This is a pretty straightforward question for which I have not yet managed to find an answer on the internet. In Wikipedia's article on the Optional Sampling Theorem (OST), the discrete version of the theorem is stated; one of the possible conditions listed for the theorem to hold is:
(c) There exists a constant $c$ such that $|X_{t \wedge \tau}| \leq c$ a.s. for all $t \in \mathbb{N}_0$ where $\wedge$ denotes the minimum operator.
where $X_t$ is the martingale and $\tau$ the stopping time.
Does this condition also hold for the continuous version of the theorem: $t \in \mathbb{R}_+$?

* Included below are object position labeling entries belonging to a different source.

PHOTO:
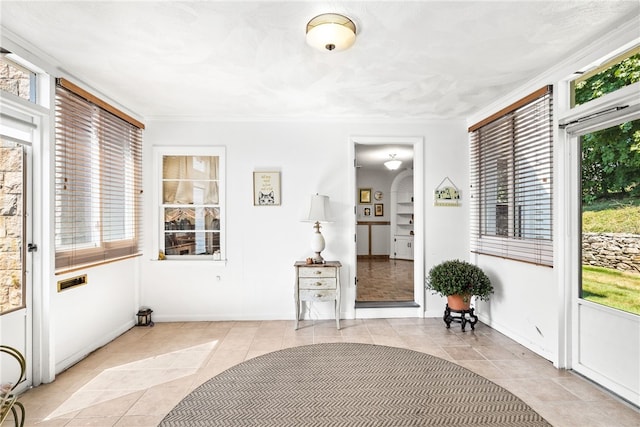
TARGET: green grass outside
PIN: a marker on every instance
(612, 288)
(612, 217)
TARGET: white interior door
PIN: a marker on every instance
(15, 250)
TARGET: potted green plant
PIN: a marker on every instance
(459, 281)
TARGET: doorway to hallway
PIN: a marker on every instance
(384, 280)
(388, 271)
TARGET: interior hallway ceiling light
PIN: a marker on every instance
(331, 31)
(392, 164)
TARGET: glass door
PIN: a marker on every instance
(607, 305)
(15, 283)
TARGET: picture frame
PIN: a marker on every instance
(365, 196)
(266, 189)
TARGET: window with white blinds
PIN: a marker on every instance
(98, 180)
(512, 181)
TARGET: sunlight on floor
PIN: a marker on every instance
(141, 375)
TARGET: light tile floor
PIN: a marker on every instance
(139, 377)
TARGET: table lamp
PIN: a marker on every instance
(318, 212)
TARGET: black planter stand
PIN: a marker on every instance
(460, 316)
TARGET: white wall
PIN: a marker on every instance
(264, 242)
(89, 316)
(446, 227)
(523, 305)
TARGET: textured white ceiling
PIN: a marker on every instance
(242, 60)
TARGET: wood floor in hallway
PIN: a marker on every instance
(384, 280)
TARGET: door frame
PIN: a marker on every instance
(417, 142)
(580, 316)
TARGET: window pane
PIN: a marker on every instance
(11, 223)
(511, 181)
(192, 219)
(191, 211)
(618, 73)
(98, 183)
(191, 243)
(611, 217)
(183, 192)
(16, 79)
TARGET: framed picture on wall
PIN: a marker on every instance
(266, 189)
(365, 196)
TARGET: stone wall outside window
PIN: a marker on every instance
(612, 250)
(10, 228)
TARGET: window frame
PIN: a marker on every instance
(518, 243)
(159, 224)
(97, 151)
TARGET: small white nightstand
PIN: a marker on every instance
(317, 282)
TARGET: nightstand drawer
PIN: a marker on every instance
(317, 295)
(321, 283)
(317, 272)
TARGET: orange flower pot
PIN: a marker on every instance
(459, 302)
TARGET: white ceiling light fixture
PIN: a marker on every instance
(393, 163)
(331, 32)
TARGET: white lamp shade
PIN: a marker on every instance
(392, 164)
(331, 32)
(319, 209)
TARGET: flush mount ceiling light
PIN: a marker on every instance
(331, 31)
(393, 163)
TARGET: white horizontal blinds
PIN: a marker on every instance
(98, 183)
(511, 181)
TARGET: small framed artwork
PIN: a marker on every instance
(266, 189)
(365, 196)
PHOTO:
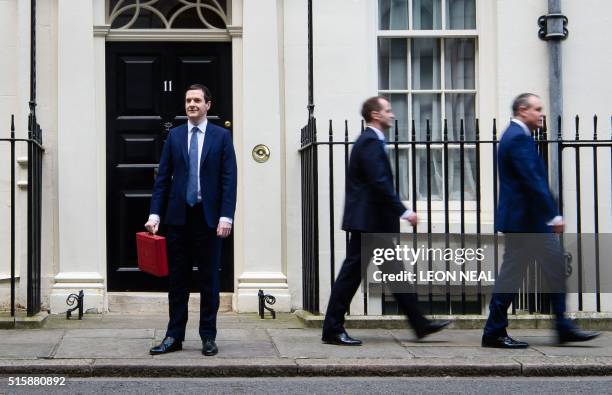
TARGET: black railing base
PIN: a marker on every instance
(263, 299)
(71, 300)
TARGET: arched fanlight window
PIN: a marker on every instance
(167, 14)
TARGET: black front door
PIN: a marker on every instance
(145, 90)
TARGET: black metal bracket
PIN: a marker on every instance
(568, 264)
(553, 27)
(263, 299)
(71, 300)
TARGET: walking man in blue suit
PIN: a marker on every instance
(528, 217)
(371, 206)
(195, 194)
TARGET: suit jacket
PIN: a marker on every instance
(371, 203)
(525, 202)
(218, 176)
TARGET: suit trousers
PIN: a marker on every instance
(346, 285)
(522, 250)
(193, 245)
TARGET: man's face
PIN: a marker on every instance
(385, 116)
(532, 113)
(195, 106)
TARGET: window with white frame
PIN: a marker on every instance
(427, 68)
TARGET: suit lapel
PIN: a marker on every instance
(209, 137)
(183, 144)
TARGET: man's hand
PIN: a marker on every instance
(152, 226)
(559, 227)
(224, 229)
(412, 218)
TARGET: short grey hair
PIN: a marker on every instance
(521, 100)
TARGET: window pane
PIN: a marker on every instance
(435, 174)
(392, 63)
(399, 105)
(404, 171)
(393, 14)
(459, 68)
(426, 15)
(425, 63)
(460, 14)
(461, 106)
(469, 175)
(426, 107)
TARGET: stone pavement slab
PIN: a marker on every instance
(227, 349)
(117, 348)
(306, 343)
(16, 336)
(110, 333)
(474, 352)
(563, 366)
(26, 350)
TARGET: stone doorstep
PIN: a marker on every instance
(587, 321)
(22, 321)
(283, 367)
(157, 302)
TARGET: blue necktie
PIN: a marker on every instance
(192, 181)
(384, 146)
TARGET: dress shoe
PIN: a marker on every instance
(169, 344)
(209, 347)
(576, 335)
(341, 339)
(431, 327)
(502, 342)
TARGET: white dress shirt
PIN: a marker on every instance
(201, 135)
(558, 219)
(381, 137)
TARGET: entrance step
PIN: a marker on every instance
(157, 302)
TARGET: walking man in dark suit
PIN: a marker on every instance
(371, 206)
(195, 193)
(528, 216)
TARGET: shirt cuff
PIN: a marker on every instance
(406, 214)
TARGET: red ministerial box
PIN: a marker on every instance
(152, 256)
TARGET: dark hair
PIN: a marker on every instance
(370, 105)
(204, 89)
(521, 100)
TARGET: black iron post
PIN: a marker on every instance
(12, 215)
(310, 64)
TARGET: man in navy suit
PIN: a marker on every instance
(528, 216)
(195, 193)
(371, 206)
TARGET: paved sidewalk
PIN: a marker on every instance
(118, 345)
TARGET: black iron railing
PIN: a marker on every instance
(416, 149)
(35, 151)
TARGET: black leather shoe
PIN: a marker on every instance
(576, 335)
(209, 347)
(341, 339)
(431, 327)
(169, 344)
(502, 342)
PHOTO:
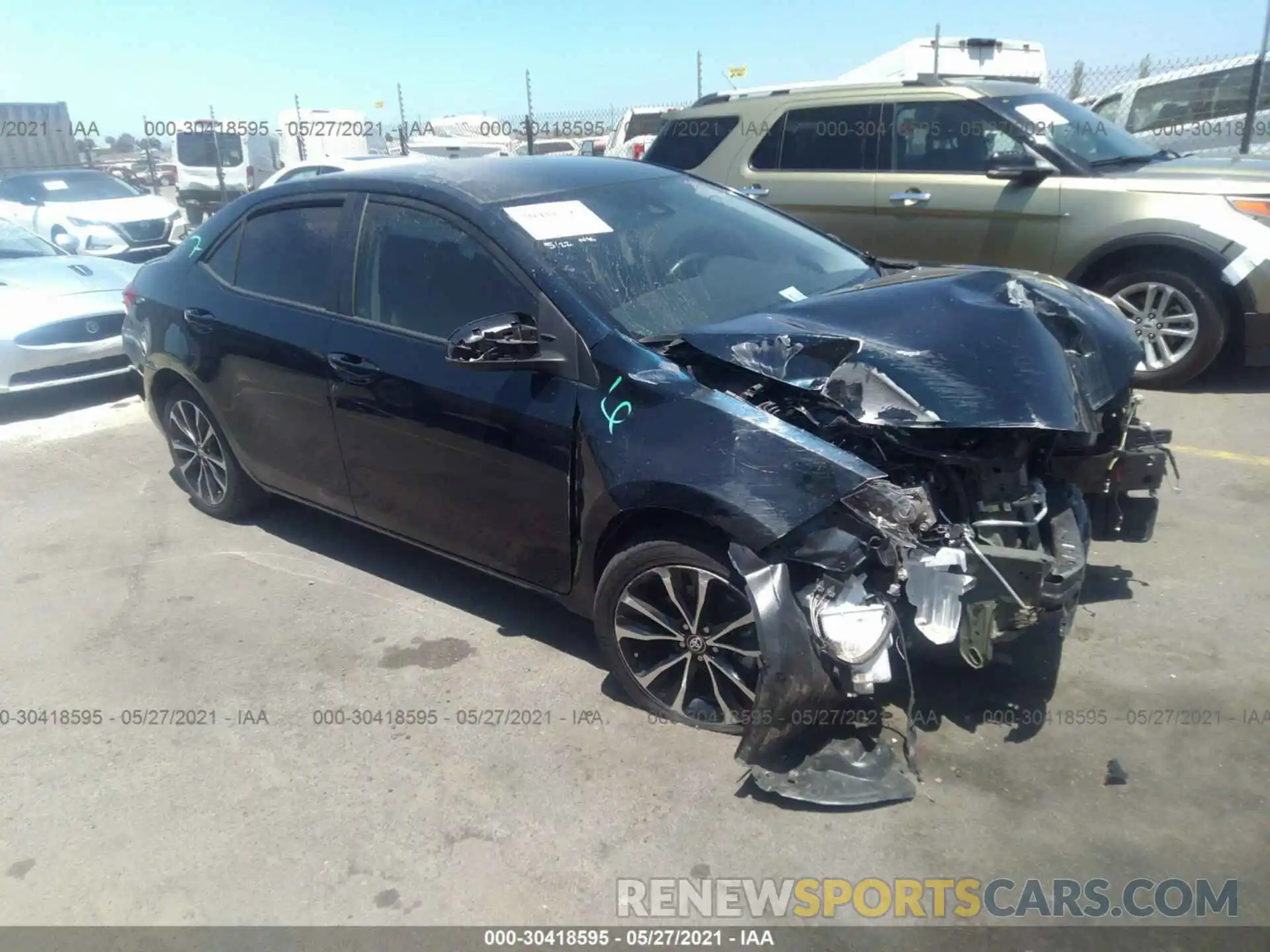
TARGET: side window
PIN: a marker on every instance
(1109, 107)
(224, 257)
(421, 273)
(287, 253)
(952, 136)
(827, 139)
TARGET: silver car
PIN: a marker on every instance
(60, 314)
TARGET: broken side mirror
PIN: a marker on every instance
(502, 342)
(1025, 169)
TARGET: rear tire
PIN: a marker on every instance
(206, 466)
(1188, 290)
(695, 666)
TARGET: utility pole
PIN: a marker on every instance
(405, 145)
(1255, 88)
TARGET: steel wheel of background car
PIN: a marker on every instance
(206, 466)
(1177, 317)
(676, 629)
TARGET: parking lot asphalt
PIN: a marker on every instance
(118, 596)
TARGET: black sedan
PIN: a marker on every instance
(765, 463)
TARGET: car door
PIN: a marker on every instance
(935, 201)
(474, 463)
(817, 164)
(257, 315)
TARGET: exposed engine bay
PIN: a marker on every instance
(977, 536)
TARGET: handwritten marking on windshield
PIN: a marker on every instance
(613, 416)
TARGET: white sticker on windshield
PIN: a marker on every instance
(546, 221)
(1042, 113)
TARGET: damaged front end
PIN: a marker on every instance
(977, 536)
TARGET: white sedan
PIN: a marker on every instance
(92, 212)
(62, 315)
(347, 163)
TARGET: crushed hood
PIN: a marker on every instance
(943, 347)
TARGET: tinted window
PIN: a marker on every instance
(224, 257)
(947, 138)
(1209, 95)
(287, 254)
(685, 143)
(829, 139)
(421, 273)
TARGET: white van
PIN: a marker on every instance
(328, 134)
(1198, 111)
(959, 58)
(248, 155)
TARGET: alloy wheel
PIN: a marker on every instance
(1165, 321)
(197, 451)
(689, 639)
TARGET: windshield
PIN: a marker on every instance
(198, 149)
(19, 243)
(683, 253)
(1074, 130)
(84, 187)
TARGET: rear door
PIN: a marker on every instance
(817, 164)
(935, 201)
(254, 327)
(476, 463)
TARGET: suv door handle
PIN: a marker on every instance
(352, 368)
(200, 321)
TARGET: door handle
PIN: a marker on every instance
(352, 368)
(200, 321)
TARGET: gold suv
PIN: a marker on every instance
(1006, 175)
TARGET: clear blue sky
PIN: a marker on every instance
(113, 63)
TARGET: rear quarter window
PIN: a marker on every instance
(685, 143)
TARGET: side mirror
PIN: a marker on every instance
(502, 342)
(1024, 169)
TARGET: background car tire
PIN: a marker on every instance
(240, 494)
(1205, 295)
(630, 565)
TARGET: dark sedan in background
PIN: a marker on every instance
(761, 462)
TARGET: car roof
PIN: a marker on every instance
(484, 182)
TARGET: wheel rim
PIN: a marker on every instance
(198, 452)
(1165, 321)
(689, 639)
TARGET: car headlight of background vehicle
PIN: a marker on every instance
(1256, 207)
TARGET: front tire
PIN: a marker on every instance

Any reference would be appreciated.
Yes, and the proof is the same: since $t\mapsto X_{t\wedge\tau}$ is a bounded martingale, it converges almost surely and in $L^1$ to some random variable which we call $X_\tau$ (note that $X_\tau(\omega)=X_{\tau(\omega)}(\omega)$ for all $\omega\in\{\tau<\infty\}$, so the notation is justified). By the martingale property, we have $$E[X_\tau]=\lim_{t\to\infty}\mathbb E[X_{t\wedge\tau}]=\lim_{t\to\infty}\mathbb E[X_0]=\mathbb E[X_0].$$